Discovered a few good tidbits of information to allay my fears for the day. Apparently they have created a new diagnosis for potential schizophrenic prodromes to be included in the 2013 DSM. It'll be called attenuated psychosis syndrome. After looking over the criteria, I do not match any of the symptoms. And even if one does, there is only a 10-25% chance that the individual goes on to develop schizophrenia or another psychotic disorder.

If anyone is interested, here is my source:

http://www.dsm5.org/proposedRevisions/Pages/proposedrevision.aspx?rid=412

Also, I read that as there are a number of genes involved in the development of schizophrenia. Offspring of those diagnosed schizophrenic tend to suffer from depression, panic disorder and social difficulties more than the general population.


----------



## tehuti88 (Jun 19, 2005)

whattothink said:


> Also, sometimes if I am very tired or before falling
> asleep, my brain composes geometric patterns or
> rudimentary pictures of basic objects using the
> static of my closed eyes. Also, sometimes when I am
> ...


I've actually experienced similar things. I'm always making up mental images from the random patterns in things, whether it's the "static" behind my eyelids or the dots in tiles of a ceiling or the weave of a rug. For a long time I saw a dragon in the carpeting of the waiting room at the mental health clinic, but then it disappeared, which was odd, since they didn't change the carpeting! :?

There is nothing inherently weird about that, I'm sure many people do it. Witness how many people make pictures out of clouds in the sky.

Also sometimes I'll see something and for an instant cannot identify what it is, or else misidentify it. I saw a rabbit once and had no idea what it was, all I could see was fur, and the color brown, and a large dark eye, and a long ear. After a brief moment of confusion it sorted itself out in my head and was a rabbit. Ditto once when I saw a hawk, for some weird reason my first thought was, "Turkey!" :roll I'm not sure what exactly this is, it seems more like a perception problem than any kind of psychosis but I couldn't say. Your experience sounds different from mine, but still, doesn't seem psychotic in itself.

I'm diagnosed with OCD and possible schizotypal personality disorder, which is sometimes considered a mild form of schizophrenia, but I'm not psychotic, I just have strange thoughts and paranoia sometimes. Your concerns sound primarily OCD in nature to me--you're not the first person here to have worried that you're going to become psychotic. You sound lucid and self-aware and you're using reason, which you likely couldn't do if you were truly psychotic. I believe on some level you already know this  but thought I'd contribute what little I could anyway.

I hope you can find some peace of mind with this problem. (ETA--I can see you've already posted as such. :blush )


----------



## whattothink (Jun 2, 2005)

tehuti88 said:


> I've actually experienced similar things. I'm always making up mental images from the random patterns in things, whether it's the "static" behind my eyelids or the dots in tiles of a ceiling or the weave of a rug. For a long time I saw a dragon in the carpeting of the waiting room at the mental health clinic, but then it disappeared, which was odd, since they didn't change the carpeting! :?
> 
> There is nothing inherently weird about that, I'm sure many people do it. Witness how many people make pictures out of clouds in the sky.
> 
> ...


Thank you soo much for your response. My mind was at ease for a short while, but it never lasts. I'm always set in my head that I am definitely getting it or am probably getting it, regardless of evidence to the contrary. I really appreciate your time and thoughts in your response, it was quite illuminating.
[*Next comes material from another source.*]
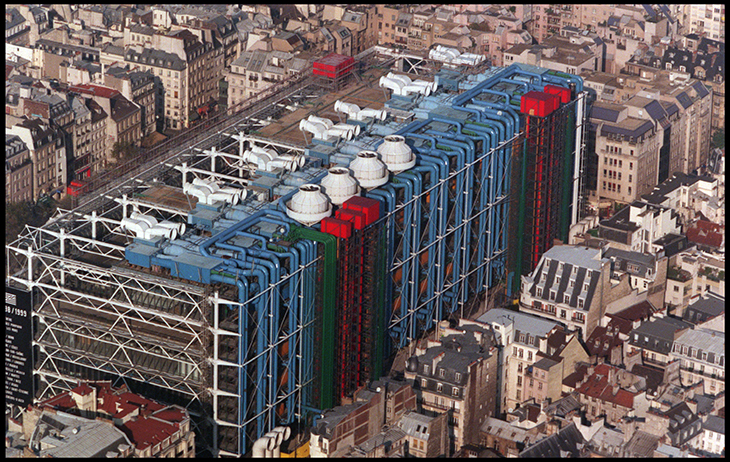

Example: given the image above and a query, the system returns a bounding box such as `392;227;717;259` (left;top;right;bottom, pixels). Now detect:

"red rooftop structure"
38;381;195;457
I've done some online tests for schizotypy in the past and never qualify as testing positive for it, but I do score high in the social anxiety part of the test. Schizotypy sounds interesting. I've read somewhere that while there is no evolutionary benefit for schizophrenia, it is - obviously - so common. It went on to say that there is some benefit to certain characteristics of schizotypy. I guess extreme schizotypy, or schizophrenia, is the evolutionary price.

Please, keep the responses flowing!


----------



## UndreamingAwake (Apr 11, 2011)

whattothink said:


> My mind was at ease for a short while, but it never lasts. I'm always set in my head that I am definitely getting it or am probably getting it, regardless of evidence to the contrary.
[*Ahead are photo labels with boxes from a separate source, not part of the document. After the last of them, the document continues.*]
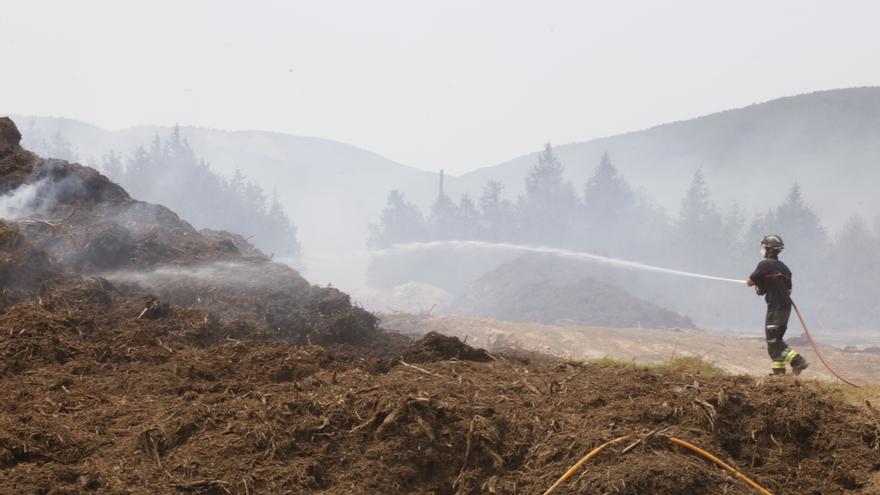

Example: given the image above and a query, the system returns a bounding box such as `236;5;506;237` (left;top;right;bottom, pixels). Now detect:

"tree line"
368;144;880;326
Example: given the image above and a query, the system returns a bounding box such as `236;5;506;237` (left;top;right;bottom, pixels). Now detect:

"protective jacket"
749;256;791;310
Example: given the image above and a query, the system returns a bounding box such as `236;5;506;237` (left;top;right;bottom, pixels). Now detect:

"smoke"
100;261;296;290
374;241;743;284
0;179;47;220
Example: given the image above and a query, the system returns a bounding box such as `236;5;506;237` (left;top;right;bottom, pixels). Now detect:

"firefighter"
746;235;807;375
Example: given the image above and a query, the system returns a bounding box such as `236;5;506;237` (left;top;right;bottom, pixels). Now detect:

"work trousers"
764;306;791;362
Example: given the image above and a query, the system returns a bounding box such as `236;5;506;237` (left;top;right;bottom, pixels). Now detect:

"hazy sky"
0;0;880;173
And that's another typical OCD trait; reassurance seeking and always questioning the answers that disprove what you are afraid of.


----------



## WanderingSoul (Apr 22, 2012)

Metalunatic said:


> And that's another typical OCD trait; reassurance seeking and always questioning the answers that disprove what you are afraid of.


Right. As a fellow OCD sufferer I have to chime in and say this sounds like OCD. And by asking people questions you are simply seeking reassurance. You're never gonna find THE ANSWER that will satisfy you. It will keep going and going. Until you get bored of it or find the willpower to fight it.


----------



## whattothink (Jun 2, 2005)

For anyone else struggling with the problem: I find it helpful to read through this sometimes.


----------



## GirlAnachronism (Sep 27, 2012)

You sound EXACTLY like me. I have OCD, and I constantly obsess about maybe being schizophrenic. Two of the people I dated in the past were schizophrenic, so I've experienced it and know a bit about it. I'm also withdrawing from Klonopin, and the withdrawal is giving me visual hallucinations, so it's making me think I have it even more. I get anxious everyday, all day, all the time...and it's followed by depression because I get depressed about the anxiety. I've always been shy too. I also dropped out of high school because of my social anxiety (and also because I was diagnosed with Fibromyalgia and was in pain) and haven't really been able to finish college because of the anxiety too. 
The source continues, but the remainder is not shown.